That’s it. It’s not glamorous and it won’t trend on LinkedIn, but it’s the difference between marketing the bookings you happened to get and marketing toward the demand you actually have.

Most independents are sitting on this data and treating it like exhaust. It’s not exhaust. It’s the clearest, most honest feedback your would-be guests will ever give you, and they gave it to you for free.

If you want help finding where this data lives on your property and turning it into offers that win back more direct bookings instead of feeding the OTAs, that’s exactly the kind of thing we dig into. Take a look at our book-direct CRO service, or just book a call and we’ll go through your lost-demand picture together.

FAQ

Quick answers

What is a regrets and denials report in a hotel?

It is a record of shopping attempts that did not turn into bookings. A denial is when the rate or room a guest wanted was not available or was restricted. A regret is when it was available but the guest chose not to book it, usually because of price or value. Most modern booking engines and revenue systems log some version of this.

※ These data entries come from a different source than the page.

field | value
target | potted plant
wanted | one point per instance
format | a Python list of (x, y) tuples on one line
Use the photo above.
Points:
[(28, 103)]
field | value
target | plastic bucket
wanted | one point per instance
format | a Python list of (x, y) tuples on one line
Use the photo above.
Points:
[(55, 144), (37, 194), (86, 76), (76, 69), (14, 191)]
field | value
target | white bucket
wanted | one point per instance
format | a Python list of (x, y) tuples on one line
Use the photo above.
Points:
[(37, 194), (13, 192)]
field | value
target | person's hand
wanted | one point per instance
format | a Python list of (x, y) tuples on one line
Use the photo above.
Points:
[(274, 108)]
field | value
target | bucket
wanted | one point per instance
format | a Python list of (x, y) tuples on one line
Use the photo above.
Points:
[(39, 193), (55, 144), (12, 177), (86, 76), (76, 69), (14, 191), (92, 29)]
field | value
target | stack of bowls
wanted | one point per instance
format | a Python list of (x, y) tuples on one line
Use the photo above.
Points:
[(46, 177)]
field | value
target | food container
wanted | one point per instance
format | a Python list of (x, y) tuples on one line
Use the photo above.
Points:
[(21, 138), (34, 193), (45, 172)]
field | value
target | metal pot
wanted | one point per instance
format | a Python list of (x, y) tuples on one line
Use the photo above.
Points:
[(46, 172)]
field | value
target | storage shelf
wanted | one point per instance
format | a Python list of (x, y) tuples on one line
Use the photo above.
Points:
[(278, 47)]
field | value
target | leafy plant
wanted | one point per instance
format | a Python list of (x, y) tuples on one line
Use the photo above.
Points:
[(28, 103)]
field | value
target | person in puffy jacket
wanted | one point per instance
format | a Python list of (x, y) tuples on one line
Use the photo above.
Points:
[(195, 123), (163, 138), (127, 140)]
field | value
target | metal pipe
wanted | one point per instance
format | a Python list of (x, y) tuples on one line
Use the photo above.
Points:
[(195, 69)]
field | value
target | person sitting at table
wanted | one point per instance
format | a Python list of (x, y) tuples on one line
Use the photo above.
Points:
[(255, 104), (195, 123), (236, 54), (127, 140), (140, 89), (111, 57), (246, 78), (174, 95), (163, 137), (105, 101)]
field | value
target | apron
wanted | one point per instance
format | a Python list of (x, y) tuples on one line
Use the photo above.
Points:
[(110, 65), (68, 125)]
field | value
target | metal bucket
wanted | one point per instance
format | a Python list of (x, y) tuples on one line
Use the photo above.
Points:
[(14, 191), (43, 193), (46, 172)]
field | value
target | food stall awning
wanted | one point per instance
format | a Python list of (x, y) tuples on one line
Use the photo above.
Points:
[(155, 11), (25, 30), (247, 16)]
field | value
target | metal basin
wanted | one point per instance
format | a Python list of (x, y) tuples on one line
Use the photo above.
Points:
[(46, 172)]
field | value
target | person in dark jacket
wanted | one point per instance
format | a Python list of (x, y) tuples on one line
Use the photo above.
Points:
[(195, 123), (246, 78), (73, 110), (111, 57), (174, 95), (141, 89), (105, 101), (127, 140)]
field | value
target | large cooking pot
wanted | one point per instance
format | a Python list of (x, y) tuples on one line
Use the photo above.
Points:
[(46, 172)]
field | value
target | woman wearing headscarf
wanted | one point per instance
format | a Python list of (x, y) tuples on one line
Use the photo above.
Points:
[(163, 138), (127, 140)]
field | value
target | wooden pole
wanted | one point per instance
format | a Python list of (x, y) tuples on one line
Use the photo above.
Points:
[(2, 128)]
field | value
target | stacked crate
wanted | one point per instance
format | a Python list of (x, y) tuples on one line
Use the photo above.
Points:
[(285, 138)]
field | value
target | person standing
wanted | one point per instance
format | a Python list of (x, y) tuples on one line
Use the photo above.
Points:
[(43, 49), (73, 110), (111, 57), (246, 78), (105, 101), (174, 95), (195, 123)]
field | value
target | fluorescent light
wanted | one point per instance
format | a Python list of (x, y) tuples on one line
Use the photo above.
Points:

How is regrets and denials data different from rate shopping?

Rate shopping tells you what your competitors charge. Regrets and denials tell you what your own would-be guests actually wanted and why they walked away. One is about the market, the other is about your real demand. Marketers obsess over the first and ignore the second, which is backwards.

Can a small independent hotel even get this data?

Usually yes, at least partially. Your booking engine logs searches that did not convert, your channel manager logs closed-out dates, and your revenue tool may already have a denials view. You may have to ask your provider where it lives, but the raw signal almost always exists somewhere.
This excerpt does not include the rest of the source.